From 3aed7e16d3e76217043c181b189d23d0689e78b6 Mon Sep 17 00:00:00 2001
From: Luke Kenneth Casson Leighton <lkcl@lkcl.net>
Date: Mon, 4 Mar 2019 02:25:56 +0000
Subject: [PATCH] convert to only use one multi-shifter

---
 src/add/nmigen_add_experiment.py | 45 +++++++++++++++++++++++++-------
 1 file changed, 35 insertions(+), 10 deletions(-)

diff --git a/src/add/nmigen_add_experiment.py b/src/add/nmigen_add_experiment.py
index c83f4c31..b3668acc 100644
--- a/src/add/nmigen_add_experiment.py
+++ b/src/add/nmigen_add_experiment.py
@@ -333,12 +333,11 @@ class FPAddAlignMulti(FPState):
 class FPAddAlignSingleMod:
 
     def __init__(self, width):
+        self.width = width
         self.in_a = FPNumBase(width)
         self.in_b = FPNumBase(width)
         self.out_a = FPNumIn(None, width)

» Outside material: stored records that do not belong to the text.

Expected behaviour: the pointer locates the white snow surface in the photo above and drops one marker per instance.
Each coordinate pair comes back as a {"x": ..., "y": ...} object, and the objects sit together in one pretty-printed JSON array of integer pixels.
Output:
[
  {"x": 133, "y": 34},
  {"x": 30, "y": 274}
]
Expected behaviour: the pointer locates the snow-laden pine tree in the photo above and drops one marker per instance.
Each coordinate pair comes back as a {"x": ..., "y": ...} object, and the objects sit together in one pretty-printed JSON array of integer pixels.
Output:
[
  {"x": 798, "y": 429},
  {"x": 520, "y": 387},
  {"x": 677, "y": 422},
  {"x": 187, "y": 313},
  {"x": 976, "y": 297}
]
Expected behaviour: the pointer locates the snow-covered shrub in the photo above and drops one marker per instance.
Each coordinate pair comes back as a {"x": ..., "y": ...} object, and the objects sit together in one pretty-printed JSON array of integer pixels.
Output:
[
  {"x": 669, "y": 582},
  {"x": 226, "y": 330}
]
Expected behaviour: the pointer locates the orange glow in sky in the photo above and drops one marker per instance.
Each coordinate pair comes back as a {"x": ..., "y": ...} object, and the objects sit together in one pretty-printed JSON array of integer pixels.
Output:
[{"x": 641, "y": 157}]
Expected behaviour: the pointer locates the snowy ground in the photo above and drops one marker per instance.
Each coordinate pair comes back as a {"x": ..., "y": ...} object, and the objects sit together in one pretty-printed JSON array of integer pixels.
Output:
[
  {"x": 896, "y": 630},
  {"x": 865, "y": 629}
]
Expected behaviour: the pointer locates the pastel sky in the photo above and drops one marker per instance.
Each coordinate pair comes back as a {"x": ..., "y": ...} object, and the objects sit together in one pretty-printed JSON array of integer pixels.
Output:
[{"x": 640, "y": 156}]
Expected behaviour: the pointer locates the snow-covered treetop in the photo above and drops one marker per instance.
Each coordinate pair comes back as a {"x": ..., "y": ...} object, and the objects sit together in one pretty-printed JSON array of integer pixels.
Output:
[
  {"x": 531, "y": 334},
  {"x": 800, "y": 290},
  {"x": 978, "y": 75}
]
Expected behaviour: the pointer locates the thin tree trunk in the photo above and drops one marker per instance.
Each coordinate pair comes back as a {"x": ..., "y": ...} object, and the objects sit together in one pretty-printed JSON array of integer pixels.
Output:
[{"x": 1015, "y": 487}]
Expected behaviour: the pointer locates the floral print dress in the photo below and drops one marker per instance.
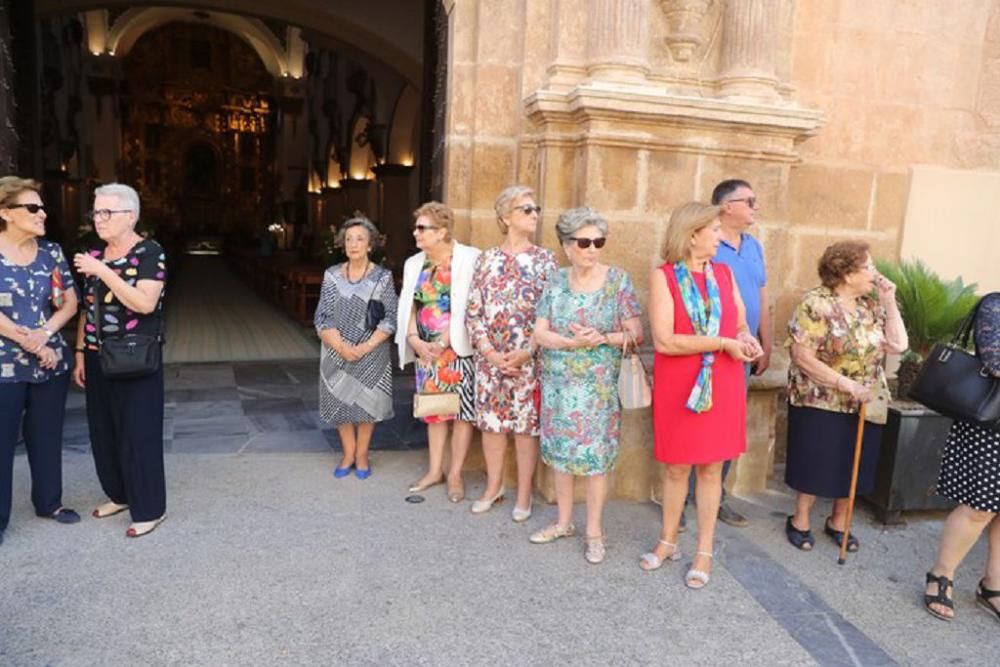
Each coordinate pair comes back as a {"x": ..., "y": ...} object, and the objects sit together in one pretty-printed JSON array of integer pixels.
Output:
[
  {"x": 449, "y": 373},
  {"x": 580, "y": 410},
  {"x": 501, "y": 316}
]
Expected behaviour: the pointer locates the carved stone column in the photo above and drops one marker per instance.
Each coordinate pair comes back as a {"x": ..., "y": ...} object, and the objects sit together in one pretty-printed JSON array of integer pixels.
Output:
[
  {"x": 616, "y": 40},
  {"x": 750, "y": 40}
]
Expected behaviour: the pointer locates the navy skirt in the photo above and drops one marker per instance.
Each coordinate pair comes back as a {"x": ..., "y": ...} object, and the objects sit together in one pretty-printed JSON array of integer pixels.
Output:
[{"x": 821, "y": 452}]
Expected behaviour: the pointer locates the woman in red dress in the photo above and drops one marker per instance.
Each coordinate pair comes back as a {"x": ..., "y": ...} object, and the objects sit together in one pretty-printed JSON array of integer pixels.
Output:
[{"x": 699, "y": 397}]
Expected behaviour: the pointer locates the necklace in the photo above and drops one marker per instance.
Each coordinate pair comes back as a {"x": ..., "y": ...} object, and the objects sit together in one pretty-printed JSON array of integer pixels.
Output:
[{"x": 347, "y": 273}]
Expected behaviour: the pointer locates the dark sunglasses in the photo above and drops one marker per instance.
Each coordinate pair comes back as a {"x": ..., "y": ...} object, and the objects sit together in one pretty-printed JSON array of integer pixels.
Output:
[
  {"x": 31, "y": 208},
  {"x": 583, "y": 244}
]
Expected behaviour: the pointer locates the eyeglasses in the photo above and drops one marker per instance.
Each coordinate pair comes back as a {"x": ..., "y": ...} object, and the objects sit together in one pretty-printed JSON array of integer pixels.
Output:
[
  {"x": 583, "y": 244},
  {"x": 104, "y": 214},
  {"x": 30, "y": 208}
]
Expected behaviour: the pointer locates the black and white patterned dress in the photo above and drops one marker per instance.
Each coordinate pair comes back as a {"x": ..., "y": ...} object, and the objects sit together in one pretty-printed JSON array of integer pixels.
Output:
[
  {"x": 353, "y": 392},
  {"x": 970, "y": 469}
]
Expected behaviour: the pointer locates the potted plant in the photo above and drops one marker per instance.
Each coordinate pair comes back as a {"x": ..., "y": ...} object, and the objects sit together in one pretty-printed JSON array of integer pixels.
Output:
[{"x": 914, "y": 436}]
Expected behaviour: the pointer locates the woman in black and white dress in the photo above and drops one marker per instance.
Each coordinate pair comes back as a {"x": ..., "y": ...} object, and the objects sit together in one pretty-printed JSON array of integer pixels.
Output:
[
  {"x": 970, "y": 475},
  {"x": 355, "y": 383}
]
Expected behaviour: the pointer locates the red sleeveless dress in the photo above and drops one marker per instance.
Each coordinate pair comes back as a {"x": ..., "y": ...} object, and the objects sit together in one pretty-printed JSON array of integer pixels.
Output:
[{"x": 684, "y": 436}]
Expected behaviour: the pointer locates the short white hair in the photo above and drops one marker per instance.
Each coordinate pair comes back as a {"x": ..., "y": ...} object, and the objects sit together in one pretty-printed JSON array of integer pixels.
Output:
[{"x": 124, "y": 193}]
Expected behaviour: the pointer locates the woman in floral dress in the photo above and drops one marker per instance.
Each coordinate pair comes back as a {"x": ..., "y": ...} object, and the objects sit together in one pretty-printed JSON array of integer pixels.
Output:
[
  {"x": 431, "y": 330},
  {"x": 582, "y": 316},
  {"x": 839, "y": 335},
  {"x": 501, "y": 319}
]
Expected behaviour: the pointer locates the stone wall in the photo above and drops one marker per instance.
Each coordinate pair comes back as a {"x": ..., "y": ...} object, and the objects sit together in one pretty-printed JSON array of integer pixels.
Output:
[{"x": 636, "y": 106}]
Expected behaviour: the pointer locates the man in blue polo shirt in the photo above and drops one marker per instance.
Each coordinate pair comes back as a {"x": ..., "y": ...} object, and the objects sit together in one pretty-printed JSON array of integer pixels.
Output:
[{"x": 745, "y": 256}]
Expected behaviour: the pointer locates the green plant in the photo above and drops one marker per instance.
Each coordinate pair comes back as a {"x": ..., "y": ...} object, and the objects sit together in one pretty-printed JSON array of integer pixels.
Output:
[{"x": 932, "y": 310}]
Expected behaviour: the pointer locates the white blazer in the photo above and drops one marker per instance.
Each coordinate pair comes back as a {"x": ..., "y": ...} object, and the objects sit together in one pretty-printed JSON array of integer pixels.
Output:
[{"x": 463, "y": 263}]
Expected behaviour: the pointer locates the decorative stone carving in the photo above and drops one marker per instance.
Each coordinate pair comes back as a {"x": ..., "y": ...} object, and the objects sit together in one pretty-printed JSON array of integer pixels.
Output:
[{"x": 688, "y": 22}]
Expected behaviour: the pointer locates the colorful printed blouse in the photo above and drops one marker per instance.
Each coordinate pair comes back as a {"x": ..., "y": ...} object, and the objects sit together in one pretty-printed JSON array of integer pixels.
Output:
[
  {"x": 852, "y": 344},
  {"x": 145, "y": 261},
  {"x": 27, "y": 296}
]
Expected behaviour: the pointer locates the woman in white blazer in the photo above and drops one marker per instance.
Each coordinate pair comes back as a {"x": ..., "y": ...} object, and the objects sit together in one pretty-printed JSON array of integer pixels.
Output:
[{"x": 431, "y": 331}]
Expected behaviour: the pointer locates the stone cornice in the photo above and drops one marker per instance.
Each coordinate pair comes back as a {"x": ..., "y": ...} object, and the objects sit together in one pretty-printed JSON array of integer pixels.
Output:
[{"x": 647, "y": 105}]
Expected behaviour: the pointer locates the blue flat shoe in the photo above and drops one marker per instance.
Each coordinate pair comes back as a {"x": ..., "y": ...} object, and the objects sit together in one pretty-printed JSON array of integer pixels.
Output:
[{"x": 340, "y": 473}]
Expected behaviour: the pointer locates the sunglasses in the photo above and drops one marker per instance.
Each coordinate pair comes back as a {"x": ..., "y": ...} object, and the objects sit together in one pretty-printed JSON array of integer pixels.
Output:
[
  {"x": 31, "y": 208},
  {"x": 583, "y": 244}
]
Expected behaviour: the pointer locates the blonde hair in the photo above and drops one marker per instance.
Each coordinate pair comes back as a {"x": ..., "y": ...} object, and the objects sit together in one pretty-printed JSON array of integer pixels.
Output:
[
  {"x": 505, "y": 202},
  {"x": 11, "y": 188},
  {"x": 441, "y": 215},
  {"x": 685, "y": 222}
]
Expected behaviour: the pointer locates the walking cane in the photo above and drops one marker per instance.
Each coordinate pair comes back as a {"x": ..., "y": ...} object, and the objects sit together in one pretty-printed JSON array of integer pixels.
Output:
[{"x": 854, "y": 485}]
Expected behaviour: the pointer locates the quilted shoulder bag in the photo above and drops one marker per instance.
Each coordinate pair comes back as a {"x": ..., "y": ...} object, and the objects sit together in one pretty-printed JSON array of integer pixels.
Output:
[
  {"x": 131, "y": 355},
  {"x": 955, "y": 383},
  {"x": 633, "y": 385}
]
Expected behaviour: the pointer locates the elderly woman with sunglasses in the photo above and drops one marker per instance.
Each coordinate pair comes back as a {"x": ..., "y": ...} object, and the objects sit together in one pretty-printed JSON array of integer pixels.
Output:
[
  {"x": 124, "y": 293},
  {"x": 430, "y": 329},
  {"x": 584, "y": 316},
  {"x": 699, "y": 403},
  {"x": 37, "y": 299},
  {"x": 355, "y": 370},
  {"x": 501, "y": 318}
]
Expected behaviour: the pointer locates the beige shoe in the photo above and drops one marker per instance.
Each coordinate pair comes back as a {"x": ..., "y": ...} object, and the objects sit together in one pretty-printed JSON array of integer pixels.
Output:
[
  {"x": 552, "y": 533},
  {"x": 596, "y": 549}
]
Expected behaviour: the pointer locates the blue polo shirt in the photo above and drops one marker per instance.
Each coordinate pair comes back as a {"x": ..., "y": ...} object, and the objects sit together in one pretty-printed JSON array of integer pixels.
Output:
[{"x": 747, "y": 264}]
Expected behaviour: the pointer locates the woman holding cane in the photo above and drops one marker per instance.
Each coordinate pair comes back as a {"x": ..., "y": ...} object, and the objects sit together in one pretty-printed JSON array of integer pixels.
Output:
[{"x": 839, "y": 336}]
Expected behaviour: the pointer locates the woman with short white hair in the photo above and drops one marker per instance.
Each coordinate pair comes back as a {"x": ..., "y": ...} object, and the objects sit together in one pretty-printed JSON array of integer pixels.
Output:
[
  {"x": 583, "y": 318},
  {"x": 506, "y": 287},
  {"x": 125, "y": 275}
]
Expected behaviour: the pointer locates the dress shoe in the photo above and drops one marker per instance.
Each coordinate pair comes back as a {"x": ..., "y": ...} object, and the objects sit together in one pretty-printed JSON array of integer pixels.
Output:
[{"x": 481, "y": 506}]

         self.out_b = FPNumIn(None, width)
-        #self.out_a = FPNumBase(width)
-        #self.out_b = FPNumBase(width)
 
     def setup(self, m, in_a, in_b, out_a, out_b):
         """ links module to inputs and outputs
@@ -349,9 +348,14 @@ class FPAddAlignSingleMod:
         m.d.comb += out_b.copy(self.out_b)
 
     def elaborate(self, platform):
-        # This one however (single-cycle) will do the shift
-        # in one go.
+        """ Aligns A against B or B against A, depending on which has the
+            greater exponent.  This is done in a *single* cycle using
+            variable-width bit-shift
 
+            the shifter used here is quite expensive in terms of gates.
+            Mux A or B in (and out) into temporaries, as only one of them
+            needs to be aligned against the other
+        """
         m = Module()
 
         m.submodules.align_in_a = self.in_a
@@ -359,21 +363,42 @@ class FPAddAlignSingleMod:
         m.submodules.align_out_a = self.out_a
         m.submodules.align_out_b = self.out_b
 
-        # XXX TODO: the shifter used here is quite expensive
-        # having only one would be better
+        # temporary (muxed) input and output to be shifted
+        t_inp = FPNumBase(self.width)
+        t_out = FPNumIn(None, self.width)
+        m.submodules.align_t_in = t_inp
+        m.submodules.align_t_out = t_out
 
         ediff = Signal((len(self.in_a.e), True), reset_less=True)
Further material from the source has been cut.